The California sea lion is by far the most commonly-sighted
pinniped species at sea or on land in the vicinity of NBPL and northern
San Diego Bay, where there is a resident non-breeding population.
California sea lions regularly occur on rocks, buoys and other
structures, and especially on the bait barges, although numbers vary
greatly as individuals move between the bay and rookeries on offshore
islands. Different age classes of California sea lions are found in the
San Diego region throughout the year (Lowry et al., 1991), although
Navy surveys show that the local population comprises adult females and
subadult males and females, with adult males being uncommon. The Navy
has conducted marine mammal surveys throughout the north San Diego Bay
project area (Merkel & Associates, Inc., 2008, Johnson, 2010, 2011,
Lerma, 2012). Sightings include all animals observed and their
locations (using geographical positioning systems). The majority of
observations are of animals hauled out.
Harbor Seal
Harbor seals inhabit coastal and estuarine waters and shoreline
areas of the northern hemisphere from temperate to polar regions. The
eastern North Pacific subspecies is found from Baja California north to
the Aleutian Islands and into the Bering Sea. Multiple lines of
evidence support the existence of geographic structure among harbor
seal populations from California to Alaska (Carretta et al., 2012).
However, because stock boundaries are difficult to meaningfully draw
from a biological perspective, three separate harbor seal stocks are
recognized for management purposes along the west coast of the
continental U.S.: (1) Inland waters of Washington, (2) outer coast of
Oregon and Washington, and (3) California (Carretta et al., 2012).
Multiple stocks are recognized in Alaska. Placement of a stock boundary
at the California-Oregon border is not based on biology but is
considered a political and jurisdictional convenience (Carretta et al.,
2012). In addition, harbor seals may occur in Mexican waters, but these
animals are not considered part of the California stock. Only the
California stock may be found in the project area.
[[Page 30882]]
California harbor seals are not protected under the ESA or listed
as depleted under the MMPA, and are not considered a strategic stock
under the MMPA because annual human-caused mortality (31) is
significantly less than the calculated PBR (1,600). The population
appears to be stabilizing at what may be its carrying capacity and the
fishery mortality is declining.
The best abundance estimate of the California stock of harbor seals
is 30,196 (CV = 0.157) and the minimum population size of this stock is
26,667 individuals (Carretta et al., 2012). The entire population
cannot be counted because some individuals are always away from haul-
out sites. In addition, complete pup counts are not possible as for
other species of pinniped because pups are precocious and enter the
water almost immediately after birth.
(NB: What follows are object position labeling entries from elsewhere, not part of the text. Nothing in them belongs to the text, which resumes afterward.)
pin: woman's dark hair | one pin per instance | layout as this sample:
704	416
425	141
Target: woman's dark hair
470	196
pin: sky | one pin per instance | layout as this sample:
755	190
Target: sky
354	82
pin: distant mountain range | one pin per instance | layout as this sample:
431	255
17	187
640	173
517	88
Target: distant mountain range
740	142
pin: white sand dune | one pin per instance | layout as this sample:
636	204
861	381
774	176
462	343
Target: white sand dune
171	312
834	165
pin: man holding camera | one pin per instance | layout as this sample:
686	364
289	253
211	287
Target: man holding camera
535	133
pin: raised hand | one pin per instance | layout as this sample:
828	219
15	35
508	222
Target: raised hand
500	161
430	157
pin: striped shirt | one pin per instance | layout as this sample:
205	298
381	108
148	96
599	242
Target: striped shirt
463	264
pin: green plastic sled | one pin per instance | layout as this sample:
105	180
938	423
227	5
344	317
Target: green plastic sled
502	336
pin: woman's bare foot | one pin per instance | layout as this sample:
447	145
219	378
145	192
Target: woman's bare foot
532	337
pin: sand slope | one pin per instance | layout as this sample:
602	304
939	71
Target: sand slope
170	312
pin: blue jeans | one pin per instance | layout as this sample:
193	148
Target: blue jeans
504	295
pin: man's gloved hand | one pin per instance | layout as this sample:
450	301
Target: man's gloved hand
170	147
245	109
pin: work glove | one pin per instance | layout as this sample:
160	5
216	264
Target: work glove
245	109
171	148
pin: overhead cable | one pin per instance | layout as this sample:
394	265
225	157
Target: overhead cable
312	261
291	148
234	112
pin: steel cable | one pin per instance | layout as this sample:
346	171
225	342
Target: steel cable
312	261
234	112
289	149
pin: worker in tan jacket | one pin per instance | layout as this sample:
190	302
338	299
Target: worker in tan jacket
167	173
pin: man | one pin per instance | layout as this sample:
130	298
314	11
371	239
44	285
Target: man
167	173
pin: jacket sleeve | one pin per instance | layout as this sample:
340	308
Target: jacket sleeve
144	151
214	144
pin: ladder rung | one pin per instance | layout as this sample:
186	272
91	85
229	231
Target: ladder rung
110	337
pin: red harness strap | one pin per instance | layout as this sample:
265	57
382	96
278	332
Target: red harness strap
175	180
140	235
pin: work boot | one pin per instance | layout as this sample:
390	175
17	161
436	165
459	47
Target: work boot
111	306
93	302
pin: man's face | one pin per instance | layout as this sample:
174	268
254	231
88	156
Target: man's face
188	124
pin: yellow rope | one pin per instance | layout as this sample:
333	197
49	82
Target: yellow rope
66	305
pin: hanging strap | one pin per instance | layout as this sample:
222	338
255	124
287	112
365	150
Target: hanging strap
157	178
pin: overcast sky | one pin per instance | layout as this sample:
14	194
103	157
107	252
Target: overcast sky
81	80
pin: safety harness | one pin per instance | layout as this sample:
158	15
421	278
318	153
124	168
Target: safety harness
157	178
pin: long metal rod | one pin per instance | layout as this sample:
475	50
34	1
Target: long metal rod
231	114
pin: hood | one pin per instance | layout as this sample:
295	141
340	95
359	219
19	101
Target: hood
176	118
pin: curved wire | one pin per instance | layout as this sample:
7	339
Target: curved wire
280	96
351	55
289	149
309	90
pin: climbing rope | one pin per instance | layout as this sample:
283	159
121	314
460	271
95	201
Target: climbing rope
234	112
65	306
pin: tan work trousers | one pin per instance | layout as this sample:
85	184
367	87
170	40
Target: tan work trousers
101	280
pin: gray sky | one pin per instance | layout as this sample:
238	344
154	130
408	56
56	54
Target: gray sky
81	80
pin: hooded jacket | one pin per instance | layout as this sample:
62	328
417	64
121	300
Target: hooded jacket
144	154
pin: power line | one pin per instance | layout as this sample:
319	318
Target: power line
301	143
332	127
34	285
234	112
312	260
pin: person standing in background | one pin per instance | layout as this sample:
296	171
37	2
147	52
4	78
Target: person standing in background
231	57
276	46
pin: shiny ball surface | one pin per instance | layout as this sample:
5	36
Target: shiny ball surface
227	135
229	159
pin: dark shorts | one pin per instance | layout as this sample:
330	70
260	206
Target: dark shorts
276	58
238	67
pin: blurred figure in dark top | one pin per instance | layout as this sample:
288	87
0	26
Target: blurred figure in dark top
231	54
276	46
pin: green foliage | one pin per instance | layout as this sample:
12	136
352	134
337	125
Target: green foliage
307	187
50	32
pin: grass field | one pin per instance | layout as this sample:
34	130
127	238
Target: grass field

Therefore, the best abundance
estimate is estimated by counting the number of seals ashore during the
peak haul-out period (May to July) and by multiplying this count by a
correction factor equal to the inverse of the estimated fraction of
seals on land (Carretta et al., 2012). The current abundance estimate,
as well as the minimum population size, is based off of haul-out counts
from 2009.
Counts of harbor seals in California increased from 1981 to 2004,
with a calculated annual net productivity rate of 9.2 percent for the
period 1983-1994 (Carretta et al., 2012). However, maximum net
productivity rates cannot be estimated because measurements were not
made when the stock size was very small, and the default maximum net
productivity rate for pinnipeds (12 percent per year) is considered
appropriate for harbor seals (Carretta et al., 2012).
Prior to state and federal protection and especially during the
nineteenth century, harbor seals along the west coast of North America
were greatly reduced by commercial hunting, with only a few hundred
individuals surviving in a few isolated areas along the California
coast (Carretta et al., 2012). However, in the last half of this
century, the population has increased dramatically. Data from 2004-09
indicate that 18 (CV = 0.73) California harbor seals are killed
annually in commercial fisheries. In addition, California stranding
database records for 2005-09 shows an annual average of 12 such events,
which is likely an underestimate because most carcasses are not
recovered. Two UMEs of harbor seals in California occurred in 1997 and
2000 with the cause considered to be infectious disease. All west coast
harbor seals that have been tested for morbilliviruses were found to be
seronegative, indicating that this disease is not endemic in the
population and that this population is extremely susceptible to an
epidemic of this disease (Ham-Lamm[eacute] et al., 1999).
Harbor seals are relatively uncommon within San Diego Bay, and do
not have a significant mainland California distribution south of Point
Mugu. Sightings in the Navy transect surveys of northern San Diego Bay
cited above were limited to individuals outside of the project area, on
the south side of Ballast Point. The haul-out area south of Ballast
Point is only temporary with overwash of the rocks occurring daily;
primary local harbor seal haul-outs are in La Jolla. With heavy vessel
traffic and noise in the project area, it is likely that harbor seals
seen outside the project area at Ballast Point move toward Point Loma
and preferred foraging habitat rather than actively foraging in or
transiting the project area on a frequent basis. However, Navy marine
mammal monitoring for another project conducted intermittently from
2010-12 has documented several harbor seals near Pier 122 (within the
project area) at various times, with the greatest number of sightings
during April and May.
Gray Whale
Gray whales are found in shallow coastal waters, migrating between
summer feeding areas in the north and winter breeding areas in the
south. Gray whales were historically common throughout the northern
hemisphere but are now found only in the Pacific, where two populations
are recognized, Eastern and Western North Pacific (ENP and WNP). ENP
whales breed and calve primarily in areas off Baja California and in
the Gulf of California. From February to May, whales typically migrate
northbound to summer/fall feeding areas in the Chukchi and northern
Bering Seas, with the southbound return to calving areas typically
occurring in November and December. WNP whales are known to feed in the
Okhotsk Sea and off of Kamchatka before migrating south to poorly known
wintering grounds, possibly in the South China Sea.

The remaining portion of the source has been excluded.